Proudhon caractérise en premier lieu sa philosophie comme un anti-fondationalisme: sa philosophie ne consiste pas à partir d’un fondement transcendant ou d’une réalité en soi. Renonçant à une position métaphysique qui consisterait à dépasser les phénomènes, il prend acte de la mobilité phénoménale comme seule expérience à laquelle nous ayons accès.

 

Le Progrès, dans l'acception la plus pure du mot, c'est-à-dire la moins empirique, est le mouvement de l'idée, processus,- mouvement inné, spontané, essentiel, incoercible et indestructible. [...] D'où il suit que l'essence de l'esprit étant le mouvement, la vérité, c'est-à-dire la réalité, aussi bien dans la nature que dans la civilisation, est essentiellement historique, sujette à progressions, conversions, évolutions et métamorphoses.
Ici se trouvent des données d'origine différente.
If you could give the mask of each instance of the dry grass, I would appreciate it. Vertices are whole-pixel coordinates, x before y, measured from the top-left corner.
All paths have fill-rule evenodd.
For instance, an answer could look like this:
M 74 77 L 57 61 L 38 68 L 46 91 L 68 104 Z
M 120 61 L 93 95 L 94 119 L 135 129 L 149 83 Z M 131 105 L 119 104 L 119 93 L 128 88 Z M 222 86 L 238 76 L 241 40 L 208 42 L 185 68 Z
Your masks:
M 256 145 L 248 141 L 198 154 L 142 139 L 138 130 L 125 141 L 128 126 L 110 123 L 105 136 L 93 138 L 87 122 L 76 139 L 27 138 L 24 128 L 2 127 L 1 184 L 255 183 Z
Il n'y a de fixe et d'éternel que les lois mêmes du mouvement, dont l'étude forme l'objet delà logique et des mathématiques.

 

Le progrès tel que le définit Proudhon, avant que d’être une notion morale, est uniquement une notion synonyme de mouvement, de processus. L’établissement de la vérité, c’est-à-dire de l’adéquation parfaite de notre connaissance à la réalité, apparaît comme un processus infini.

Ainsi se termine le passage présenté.